Though the set-up of my book seemed to beg for it, I didn’t want to write a utopian novel. I wanted to write something else. And to ensure I didn’t write a utopian novel by accident, I chose to make a study of the genre the focus of my long critical paper.

Concentrating on two utopian novels, Herland, by Charlotte Perkins Gilman, and Always Coming Home, by Ursula K. Le Guin, I investigated not only the characteristics of the utopian genre, but the entire concept of genre itself. This last question came up not because of any ideas I had at the beginning of the paper, but because of ideas I had during the writing of it. If I was to describe the utopian genre, I first had to have a clear understanding of what a genre was.

A genre, I decided, is bounded, contained, and separated from the genres that are, indeed, not it; at the same time, a genre contains within it a harmony of multivariate works. The concept of genre is spatial, measured in terms of within or without, and it defines an existing dimension of any literary work.

The problem with the spatial definition of genre is that it is static; it neglects a genre’s dynamism. If a genre is a harmony of multivariate works, dynamism is the way new works figure into that song. With dynamism, the boundaries of a genre become expressions of the conceptual forces emanating from individual works, and they are always subject to flux.

I wondered in my paper how a writer consciously attempts to reshape the lines of her chose genre. How could she work within a genre at the same time as she goes beyond it? These wasn’t just a theoretical question for the sake of my paper. They were the foundational questions of my entire creative project.

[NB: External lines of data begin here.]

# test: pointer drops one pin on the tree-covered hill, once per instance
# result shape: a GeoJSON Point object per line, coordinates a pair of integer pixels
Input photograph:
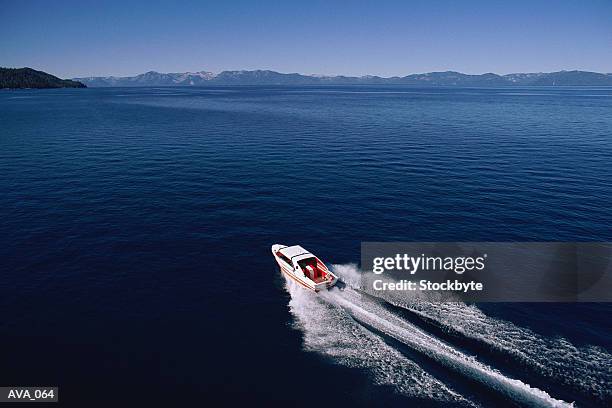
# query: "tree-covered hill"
{"type": "Point", "coordinates": [30, 78]}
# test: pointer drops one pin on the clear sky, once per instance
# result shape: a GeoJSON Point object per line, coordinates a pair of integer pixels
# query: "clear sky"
{"type": "Point", "coordinates": [83, 38]}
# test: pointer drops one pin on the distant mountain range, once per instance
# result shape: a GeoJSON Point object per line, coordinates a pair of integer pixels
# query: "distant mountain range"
{"type": "Point", "coordinates": [265, 77]}
{"type": "Point", "coordinates": [30, 78]}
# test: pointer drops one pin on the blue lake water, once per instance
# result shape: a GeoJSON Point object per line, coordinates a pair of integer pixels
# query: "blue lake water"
{"type": "Point", "coordinates": [136, 224]}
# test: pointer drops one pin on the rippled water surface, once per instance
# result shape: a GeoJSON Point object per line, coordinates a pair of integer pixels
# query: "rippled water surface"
{"type": "Point", "coordinates": [136, 225]}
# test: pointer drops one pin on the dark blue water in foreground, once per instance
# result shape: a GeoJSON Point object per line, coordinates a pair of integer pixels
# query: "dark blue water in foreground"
{"type": "Point", "coordinates": [135, 227]}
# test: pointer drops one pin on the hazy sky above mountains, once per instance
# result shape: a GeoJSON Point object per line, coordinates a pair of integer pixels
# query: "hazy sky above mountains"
{"type": "Point", "coordinates": [386, 38]}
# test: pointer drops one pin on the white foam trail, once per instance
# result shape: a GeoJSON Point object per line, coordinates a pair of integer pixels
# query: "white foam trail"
{"type": "Point", "coordinates": [378, 317]}
{"type": "Point", "coordinates": [587, 368]}
{"type": "Point", "coordinates": [329, 330]}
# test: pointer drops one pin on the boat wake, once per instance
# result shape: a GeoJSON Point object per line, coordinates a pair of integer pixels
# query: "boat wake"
{"type": "Point", "coordinates": [427, 350]}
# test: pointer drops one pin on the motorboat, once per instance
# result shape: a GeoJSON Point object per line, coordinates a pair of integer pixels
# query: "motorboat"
{"type": "Point", "coordinates": [303, 267]}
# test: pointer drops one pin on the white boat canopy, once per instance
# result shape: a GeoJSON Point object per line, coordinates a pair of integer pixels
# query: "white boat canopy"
{"type": "Point", "coordinates": [291, 252]}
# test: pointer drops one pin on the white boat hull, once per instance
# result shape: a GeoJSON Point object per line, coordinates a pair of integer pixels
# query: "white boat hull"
{"type": "Point", "coordinates": [299, 277]}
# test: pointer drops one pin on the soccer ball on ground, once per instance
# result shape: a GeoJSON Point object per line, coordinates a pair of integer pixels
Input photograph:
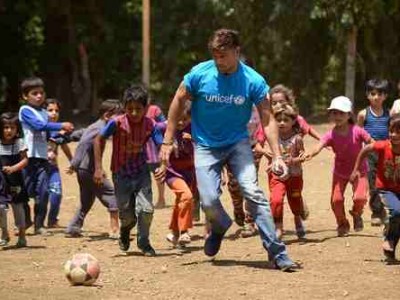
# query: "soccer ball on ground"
{"type": "Point", "coordinates": [82, 269]}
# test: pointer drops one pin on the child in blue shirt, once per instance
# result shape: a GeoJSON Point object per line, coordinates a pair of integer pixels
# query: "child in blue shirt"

On the question of utopian literature, I discovered that utopian literary works present fictional social systems in values that cast them as positively transcendent, and they often do so by giving an outsider’s perspective on the characteristics of the fictional society. Works that do not include this perspective are necessarily attempts to innovate the genre.

The tradition of utopian literature often presents reality as an object of study. But during the course of my paper, I realized that utopian literature would be more effective if it illustrated the personal moments that are necessary to make a utopia real.

Perhaps the mistake that traditionalists make is not in inventing a utopian society to describe, but in allowing an outsider to describe it. By changing the dynamic from “object” to “subject,” an innovative piece of utopian literature apprehends not only laws and systems, but life. And it is the dynamism of life that will finally propel a reader into the land of no land.

My book wouldn’t be a utopian novel, but if it ended up being one by accident, I decided it would be, at the very least, an attempt to innovate the genre.